Price — one-half of the Brooklyn hip-hop duo Heltah Skeltah — died in his sleep on Aug. 8, 2015, at the age of 43. The mural went up that weekend at the corner of Bergen Street and Kingston Avenue. The piece includes a portrait of the late Brownsville resident, the Brooklyn Bridge and some of Price’s lyrics: “Use your head for more than a hat rack.”
Like the storied Biggie Smalls mural mural in Bedford-Stuyvesant, the tribute has drawn crowds from all over the world. Last week was no different: Close to 50 people came out Thursday from as near as the block and as far as South America to remember the family man whose music, many said, got them through hard times.
“The turnout was amazing, as it is every year,” Price’s widow, Bernadette, reflected Friday morning. “It was an honor to be there to greet everyone and to be able to hear some of these stories. All of them still remember the time they had with him.”
“I’m just thankful for everyone who came together, who stuck together and remembered him for the person he was,” Bernadette said.
The mural has banded much of the Crown Heights community — and the Price fandom — together in recent weeks.
When workers were spotted painting over artwork next to Price’s earlier this summer, word quickly spread that the beloved mural might be wiped away. The neighbors mobilized; Price’s friends and family members stationed themselves on the block to keep watch and local lawmakers began to investigate.
Meat, a soon-to-open kosher restaurant across the street that had already made a bad first impression on locals by allegedly skirting trash regulations and turning curious residents away, found itself in the limelight until, at the end of a community meeting, the focus shifted to the owner of the building the mural is painted on.
One month after the rumors began, the Price memorial appears to be safe — though an online petition is still garnering signatures. By Monday morning, the push had more than 20,000 names attached to it.
That same spirit of support was in the air on Thursday, but there were no signs of drama. Instead, Price’s music echoed through a portable speaker, children danced to the beat of live drumming and loved ones posed for pictures with the mural.
Those in attendance also included 5Pointz co-founders Marie Cecile Flageul and Jonathan Cohen. Flageul, a resident of the block, helped facilitate the mural and Cohen, the artist known as MeresOne, brought it to life.
The pair said the evening’s turnout touched on what truly makes Brooklyn, Brooklyn.
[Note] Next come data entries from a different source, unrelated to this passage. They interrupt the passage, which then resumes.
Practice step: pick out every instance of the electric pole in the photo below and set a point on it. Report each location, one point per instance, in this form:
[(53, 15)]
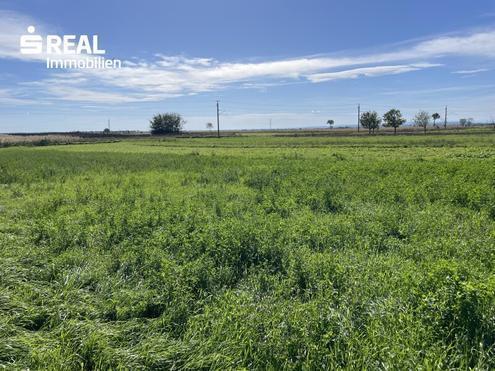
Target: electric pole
[(359, 115), (445, 121), (218, 120)]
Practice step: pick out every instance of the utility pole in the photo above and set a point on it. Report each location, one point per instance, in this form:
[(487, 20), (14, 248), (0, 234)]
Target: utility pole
[(445, 121), (218, 120), (359, 115)]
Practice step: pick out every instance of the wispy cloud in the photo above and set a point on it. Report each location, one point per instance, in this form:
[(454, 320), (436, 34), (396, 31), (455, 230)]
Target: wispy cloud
[(471, 72), (369, 72)]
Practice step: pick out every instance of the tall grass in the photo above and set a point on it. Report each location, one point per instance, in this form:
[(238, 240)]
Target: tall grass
[(295, 253)]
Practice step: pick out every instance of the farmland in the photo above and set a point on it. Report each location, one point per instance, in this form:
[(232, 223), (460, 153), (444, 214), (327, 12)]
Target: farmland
[(249, 252)]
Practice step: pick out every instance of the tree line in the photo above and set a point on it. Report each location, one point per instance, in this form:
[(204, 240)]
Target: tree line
[(393, 119)]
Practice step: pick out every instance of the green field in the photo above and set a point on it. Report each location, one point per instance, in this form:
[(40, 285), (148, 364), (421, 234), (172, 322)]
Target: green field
[(249, 253)]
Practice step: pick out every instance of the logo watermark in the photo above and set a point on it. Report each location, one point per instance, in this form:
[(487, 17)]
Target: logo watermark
[(73, 51)]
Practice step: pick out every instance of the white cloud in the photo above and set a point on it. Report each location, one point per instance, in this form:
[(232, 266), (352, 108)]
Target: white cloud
[(471, 72), (369, 72), (170, 76)]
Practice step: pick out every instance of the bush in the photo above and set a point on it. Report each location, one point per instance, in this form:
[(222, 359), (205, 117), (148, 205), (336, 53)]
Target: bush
[(166, 123)]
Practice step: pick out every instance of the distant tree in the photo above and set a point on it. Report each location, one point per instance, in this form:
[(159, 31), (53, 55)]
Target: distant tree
[(435, 117), (166, 123), (422, 119), (393, 119), (370, 120)]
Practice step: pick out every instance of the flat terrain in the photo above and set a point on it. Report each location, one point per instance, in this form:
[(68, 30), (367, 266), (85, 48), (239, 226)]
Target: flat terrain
[(249, 252)]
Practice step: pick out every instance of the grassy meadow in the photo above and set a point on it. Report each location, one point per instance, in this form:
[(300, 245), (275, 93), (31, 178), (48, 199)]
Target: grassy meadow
[(259, 252)]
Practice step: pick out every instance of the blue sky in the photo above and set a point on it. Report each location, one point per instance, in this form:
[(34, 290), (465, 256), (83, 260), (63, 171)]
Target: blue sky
[(292, 62)]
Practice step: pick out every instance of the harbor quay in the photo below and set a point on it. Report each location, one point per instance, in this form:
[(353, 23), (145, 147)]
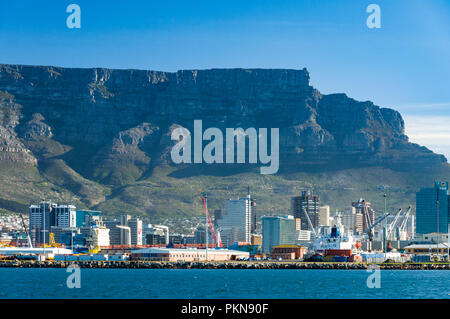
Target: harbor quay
[(222, 265)]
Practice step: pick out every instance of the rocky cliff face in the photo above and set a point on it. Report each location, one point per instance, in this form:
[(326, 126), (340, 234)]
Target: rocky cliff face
[(113, 126)]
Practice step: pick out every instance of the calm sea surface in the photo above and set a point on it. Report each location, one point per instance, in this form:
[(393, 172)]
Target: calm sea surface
[(222, 283)]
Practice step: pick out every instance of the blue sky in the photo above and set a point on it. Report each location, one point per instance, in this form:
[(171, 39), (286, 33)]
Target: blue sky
[(404, 65)]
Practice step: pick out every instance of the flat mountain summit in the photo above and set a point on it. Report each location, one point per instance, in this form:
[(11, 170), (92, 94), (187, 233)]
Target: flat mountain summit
[(101, 138)]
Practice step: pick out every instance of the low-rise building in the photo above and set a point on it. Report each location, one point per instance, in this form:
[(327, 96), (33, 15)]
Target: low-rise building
[(426, 249), (288, 252), (187, 254)]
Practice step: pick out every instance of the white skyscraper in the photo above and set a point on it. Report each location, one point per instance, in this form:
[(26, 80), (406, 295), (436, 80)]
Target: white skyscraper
[(65, 216), (237, 223)]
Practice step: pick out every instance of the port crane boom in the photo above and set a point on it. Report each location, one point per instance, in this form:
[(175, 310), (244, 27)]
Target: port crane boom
[(391, 226), (402, 227), (30, 245), (405, 219)]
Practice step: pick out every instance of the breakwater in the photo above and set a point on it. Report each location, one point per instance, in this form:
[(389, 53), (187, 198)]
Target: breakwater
[(219, 265)]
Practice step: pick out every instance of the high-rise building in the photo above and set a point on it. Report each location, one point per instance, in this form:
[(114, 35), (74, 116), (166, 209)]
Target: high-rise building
[(309, 203), (432, 208), (65, 216), (359, 206), (351, 220), (277, 230), (238, 222), (156, 230), (42, 217), (324, 216), (114, 231), (125, 231), (135, 225)]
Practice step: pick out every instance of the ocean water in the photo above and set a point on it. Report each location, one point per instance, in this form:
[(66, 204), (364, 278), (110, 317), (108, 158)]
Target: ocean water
[(222, 283)]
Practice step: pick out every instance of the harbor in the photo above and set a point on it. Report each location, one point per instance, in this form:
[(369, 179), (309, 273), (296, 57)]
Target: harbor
[(222, 265)]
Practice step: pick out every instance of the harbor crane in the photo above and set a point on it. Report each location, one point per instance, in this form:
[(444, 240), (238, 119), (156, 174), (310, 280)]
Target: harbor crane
[(369, 230), (402, 229), (391, 227), (310, 223), (30, 245)]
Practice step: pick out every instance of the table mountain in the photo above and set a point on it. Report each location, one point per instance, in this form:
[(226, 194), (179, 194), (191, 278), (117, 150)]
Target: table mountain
[(101, 137)]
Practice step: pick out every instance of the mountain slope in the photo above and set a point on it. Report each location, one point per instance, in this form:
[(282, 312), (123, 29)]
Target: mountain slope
[(101, 138)]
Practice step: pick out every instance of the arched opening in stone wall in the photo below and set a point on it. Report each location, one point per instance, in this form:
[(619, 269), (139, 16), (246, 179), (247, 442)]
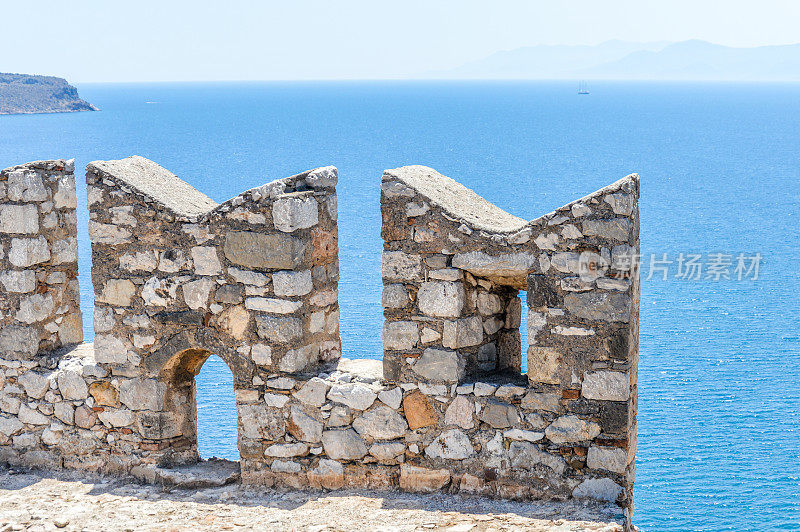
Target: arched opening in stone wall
[(217, 430), (214, 432)]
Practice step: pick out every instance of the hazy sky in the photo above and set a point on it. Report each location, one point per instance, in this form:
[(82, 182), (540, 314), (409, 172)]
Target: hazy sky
[(165, 40)]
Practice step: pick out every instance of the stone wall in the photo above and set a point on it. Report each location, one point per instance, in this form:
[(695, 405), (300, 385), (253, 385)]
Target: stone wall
[(254, 280)]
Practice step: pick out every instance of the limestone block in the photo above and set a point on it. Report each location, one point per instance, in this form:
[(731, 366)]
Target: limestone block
[(606, 386), (299, 359), (286, 450), (313, 392), (303, 427), (394, 296), (142, 394), (381, 423), (399, 266), (611, 459), (439, 364), (343, 444), (463, 333), (354, 395), (543, 365), (26, 252), (387, 451), (65, 196), (603, 489), (499, 415), (526, 455), (614, 229), (400, 335), (35, 308), (34, 384), (451, 445), (117, 292), (289, 283), (292, 213), (460, 413), (206, 261), (109, 349), (19, 281), (26, 185), (264, 251), (420, 479), (441, 299), (392, 397), (19, 339), (272, 305), (418, 411), (110, 234), (72, 386), (571, 429), (603, 306), (19, 219)]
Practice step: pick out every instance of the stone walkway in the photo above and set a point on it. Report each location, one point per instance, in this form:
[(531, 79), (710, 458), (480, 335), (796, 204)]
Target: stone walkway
[(44, 501)]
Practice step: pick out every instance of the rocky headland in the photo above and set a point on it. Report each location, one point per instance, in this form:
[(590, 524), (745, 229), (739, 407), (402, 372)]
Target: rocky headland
[(27, 94)]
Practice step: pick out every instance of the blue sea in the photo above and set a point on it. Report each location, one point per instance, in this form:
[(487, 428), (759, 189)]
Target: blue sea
[(719, 373)]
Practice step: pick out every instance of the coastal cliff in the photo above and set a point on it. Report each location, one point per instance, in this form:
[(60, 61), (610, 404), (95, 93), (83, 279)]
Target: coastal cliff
[(26, 94)]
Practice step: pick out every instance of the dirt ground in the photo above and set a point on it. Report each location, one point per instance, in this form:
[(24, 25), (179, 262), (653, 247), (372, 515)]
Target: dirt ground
[(45, 501)]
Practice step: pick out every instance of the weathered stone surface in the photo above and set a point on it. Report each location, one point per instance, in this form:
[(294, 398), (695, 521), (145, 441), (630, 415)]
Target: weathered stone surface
[(343, 444), (292, 213), (603, 489), (303, 427), (418, 411), (463, 333), (387, 451), (104, 393), (355, 396), (34, 384), (499, 415), (19, 219), (525, 455), (279, 329), (272, 305), (290, 283), (420, 479), (611, 459), (313, 392), (286, 450), (451, 445), (571, 429), (401, 267), (441, 299), (381, 423), (439, 364), (615, 229), (543, 365), (328, 474), (117, 292), (142, 394), (263, 251), (72, 386), (195, 293), (19, 281), (606, 386), (501, 265), (603, 306), (460, 413), (26, 252), (400, 335)]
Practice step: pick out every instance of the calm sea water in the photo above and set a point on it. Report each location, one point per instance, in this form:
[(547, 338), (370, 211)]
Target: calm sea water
[(719, 381)]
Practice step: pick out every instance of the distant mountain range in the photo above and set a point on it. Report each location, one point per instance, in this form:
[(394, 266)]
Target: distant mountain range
[(687, 60), (24, 94)]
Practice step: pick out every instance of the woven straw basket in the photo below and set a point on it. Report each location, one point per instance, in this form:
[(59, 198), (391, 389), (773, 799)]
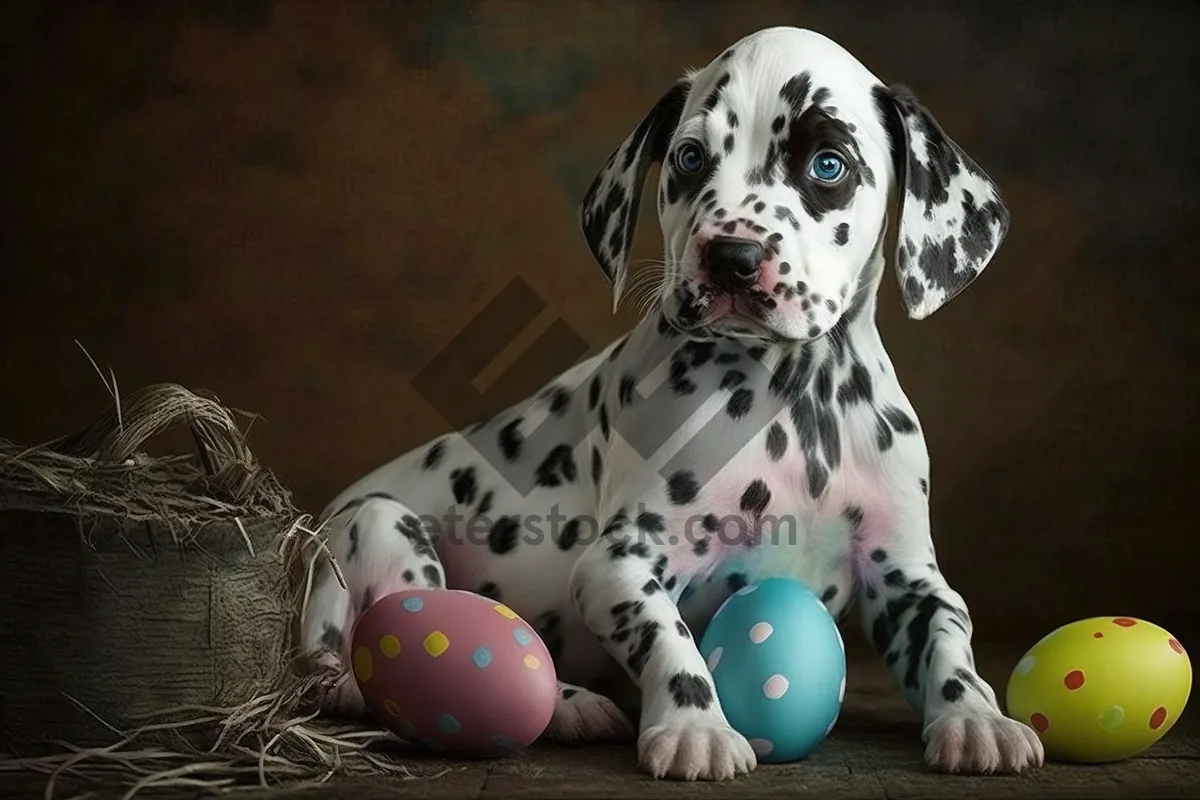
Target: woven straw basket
[(133, 584), (149, 613)]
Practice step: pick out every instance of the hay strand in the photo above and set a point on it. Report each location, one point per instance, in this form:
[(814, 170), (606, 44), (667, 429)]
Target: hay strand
[(101, 476)]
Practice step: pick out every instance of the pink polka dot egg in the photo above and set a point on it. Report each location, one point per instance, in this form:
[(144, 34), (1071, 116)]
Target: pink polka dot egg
[(454, 672), (779, 667), (1101, 689)]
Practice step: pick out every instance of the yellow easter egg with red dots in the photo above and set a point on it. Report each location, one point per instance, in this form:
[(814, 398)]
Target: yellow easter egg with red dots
[(1101, 689)]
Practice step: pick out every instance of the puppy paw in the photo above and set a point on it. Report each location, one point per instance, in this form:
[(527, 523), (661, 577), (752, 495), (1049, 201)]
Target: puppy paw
[(583, 716), (697, 752), (981, 743), (340, 692)]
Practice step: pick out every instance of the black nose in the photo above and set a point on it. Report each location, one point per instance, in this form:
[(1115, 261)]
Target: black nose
[(733, 262)]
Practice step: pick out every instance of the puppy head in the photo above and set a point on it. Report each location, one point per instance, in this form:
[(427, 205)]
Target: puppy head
[(777, 160)]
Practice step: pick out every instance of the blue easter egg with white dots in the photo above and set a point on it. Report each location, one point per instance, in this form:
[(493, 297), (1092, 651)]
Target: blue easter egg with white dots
[(779, 667)]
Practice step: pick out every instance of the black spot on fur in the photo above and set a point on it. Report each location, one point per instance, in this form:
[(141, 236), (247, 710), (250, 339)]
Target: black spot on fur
[(755, 498), (855, 516), (883, 437), (900, 421), (503, 535), (777, 441), (732, 378), (412, 529), (796, 91), (651, 522), (690, 691), (597, 465), (594, 392), (333, 638), (841, 234), (625, 390), (741, 402), (510, 440), (557, 468)]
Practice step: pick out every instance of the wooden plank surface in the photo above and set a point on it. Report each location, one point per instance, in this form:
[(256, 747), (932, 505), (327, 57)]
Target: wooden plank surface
[(875, 753)]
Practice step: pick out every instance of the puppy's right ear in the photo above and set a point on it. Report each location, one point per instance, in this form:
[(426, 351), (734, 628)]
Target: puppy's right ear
[(609, 211)]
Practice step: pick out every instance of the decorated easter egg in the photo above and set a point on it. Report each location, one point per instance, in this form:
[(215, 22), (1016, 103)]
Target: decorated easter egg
[(1101, 689), (454, 671), (779, 667)]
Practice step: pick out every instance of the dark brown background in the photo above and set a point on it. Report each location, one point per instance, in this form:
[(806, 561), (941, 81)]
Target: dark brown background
[(298, 204)]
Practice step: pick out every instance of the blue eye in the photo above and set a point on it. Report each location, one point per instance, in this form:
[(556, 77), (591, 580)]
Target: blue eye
[(827, 167), (689, 157)]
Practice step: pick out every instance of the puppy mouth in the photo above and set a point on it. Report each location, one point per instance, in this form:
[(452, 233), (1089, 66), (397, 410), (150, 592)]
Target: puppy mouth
[(713, 306)]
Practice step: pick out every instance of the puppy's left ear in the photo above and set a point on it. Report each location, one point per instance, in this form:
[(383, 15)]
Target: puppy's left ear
[(609, 211), (952, 215)]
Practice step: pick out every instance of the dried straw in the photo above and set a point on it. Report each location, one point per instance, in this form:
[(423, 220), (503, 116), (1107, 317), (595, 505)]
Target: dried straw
[(101, 474)]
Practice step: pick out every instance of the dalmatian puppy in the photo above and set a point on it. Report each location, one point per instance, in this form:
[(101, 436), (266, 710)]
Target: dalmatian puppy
[(750, 426)]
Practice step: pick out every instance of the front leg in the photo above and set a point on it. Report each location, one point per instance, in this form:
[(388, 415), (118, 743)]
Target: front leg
[(621, 588), (921, 627)]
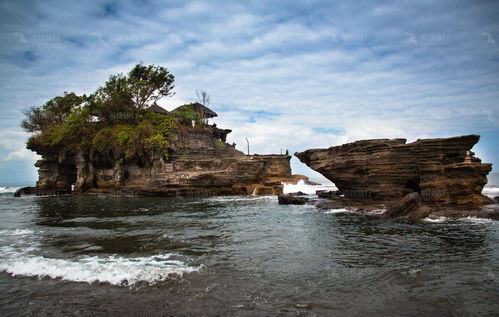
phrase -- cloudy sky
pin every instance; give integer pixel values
(286, 74)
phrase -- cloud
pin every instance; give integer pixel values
(290, 75)
(22, 153)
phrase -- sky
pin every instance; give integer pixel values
(285, 74)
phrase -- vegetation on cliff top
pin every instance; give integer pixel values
(114, 118)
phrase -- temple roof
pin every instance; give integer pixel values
(158, 109)
(199, 108)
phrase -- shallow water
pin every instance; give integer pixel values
(81, 255)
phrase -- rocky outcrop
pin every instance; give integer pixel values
(442, 171)
(289, 199)
(199, 164)
(410, 207)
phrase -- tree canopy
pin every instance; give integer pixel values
(113, 117)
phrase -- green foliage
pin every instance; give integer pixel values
(148, 84)
(186, 115)
(123, 126)
(54, 111)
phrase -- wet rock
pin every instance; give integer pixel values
(443, 171)
(328, 204)
(404, 207)
(25, 191)
(328, 194)
(409, 208)
(288, 199)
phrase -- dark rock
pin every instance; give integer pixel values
(198, 164)
(328, 204)
(409, 208)
(288, 199)
(404, 207)
(328, 194)
(25, 191)
(443, 171)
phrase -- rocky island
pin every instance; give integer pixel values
(119, 141)
(428, 176)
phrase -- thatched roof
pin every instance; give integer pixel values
(199, 108)
(157, 109)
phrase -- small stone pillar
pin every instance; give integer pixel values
(469, 158)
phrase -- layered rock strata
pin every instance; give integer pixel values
(199, 164)
(443, 171)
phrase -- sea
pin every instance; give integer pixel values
(238, 256)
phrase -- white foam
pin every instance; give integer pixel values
(16, 232)
(8, 189)
(304, 188)
(476, 220)
(115, 270)
(337, 211)
(490, 191)
(436, 220)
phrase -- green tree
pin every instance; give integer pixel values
(148, 84)
(54, 111)
(123, 98)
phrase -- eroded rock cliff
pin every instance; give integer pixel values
(443, 171)
(199, 163)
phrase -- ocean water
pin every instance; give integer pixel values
(238, 256)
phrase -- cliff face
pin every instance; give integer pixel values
(442, 171)
(199, 163)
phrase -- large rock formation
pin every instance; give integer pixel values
(443, 171)
(199, 163)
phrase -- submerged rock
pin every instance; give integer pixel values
(25, 191)
(289, 199)
(328, 194)
(443, 171)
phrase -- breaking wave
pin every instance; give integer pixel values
(490, 191)
(301, 186)
(22, 260)
(114, 270)
(8, 189)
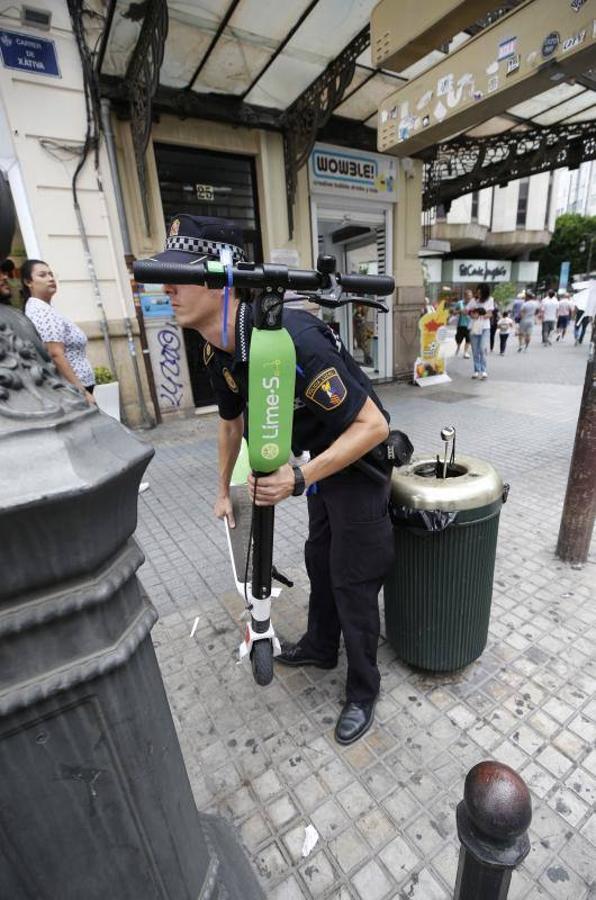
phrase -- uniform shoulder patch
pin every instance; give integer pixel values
(230, 381)
(327, 390)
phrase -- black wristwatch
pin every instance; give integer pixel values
(299, 484)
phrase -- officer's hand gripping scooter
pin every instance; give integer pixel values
(271, 382)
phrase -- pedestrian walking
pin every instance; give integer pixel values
(549, 311)
(528, 313)
(479, 338)
(5, 290)
(493, 324)
(8, 276)
(517, 305)
(506, 326)
(462, 330)
(339, 419)
(65, 341)
(563, 316)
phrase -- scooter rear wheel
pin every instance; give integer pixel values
(261, 658)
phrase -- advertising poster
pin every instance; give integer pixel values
(429, 367)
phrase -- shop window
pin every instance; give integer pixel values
(208, 183)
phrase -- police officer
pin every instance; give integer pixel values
(339, 419)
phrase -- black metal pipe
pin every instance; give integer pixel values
(492, 823)
(105, 37)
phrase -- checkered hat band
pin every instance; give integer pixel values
(201, 247)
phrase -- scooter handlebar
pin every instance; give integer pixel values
(377, 285)
(257, 277)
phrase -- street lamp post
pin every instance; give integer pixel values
(95, 801)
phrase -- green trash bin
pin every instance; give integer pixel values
(438, 593)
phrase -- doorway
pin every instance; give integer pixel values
(218, 185)
(359, 240)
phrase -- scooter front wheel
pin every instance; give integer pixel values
(261, 659)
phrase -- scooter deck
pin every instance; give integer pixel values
(238, 537)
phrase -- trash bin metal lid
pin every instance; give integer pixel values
(475, 485)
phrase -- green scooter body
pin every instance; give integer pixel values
(271, 381)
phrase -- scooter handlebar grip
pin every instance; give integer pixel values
(149, 271)
(377, 285)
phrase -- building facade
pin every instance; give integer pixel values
(202, 167)
(492, 233)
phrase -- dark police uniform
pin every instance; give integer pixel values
(349, 547)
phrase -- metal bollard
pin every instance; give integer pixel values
(95, 801)
(492, 823)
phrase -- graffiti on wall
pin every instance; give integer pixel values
(170, 387)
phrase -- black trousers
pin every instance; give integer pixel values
(348, 554)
“This yearly vigil and tribute was such a beautiful showcase of what Brooklyn is about,” they said in a joint statement Friday morning. “So much love, music and emotions dedicated to Sean Price’s memory.”
A pair of Crown Heights residents who have shown support to Meat also stopped by the vigil to pay their respects. Yaacov Behrman, founder of the Jewish Future Alliance, lit a candle in Price’s memory.
Assemblymember Diana Richardson came to the corner equipped with a lawn chair and a group of summer interns at her side. Planning to stay a while, the lawmaker said she was excited to show the high school students firsthand what it looks like to come together as a community, fight for what is right and honor one of Brooklyn’s own.
“This is a celebration of life,” she told them.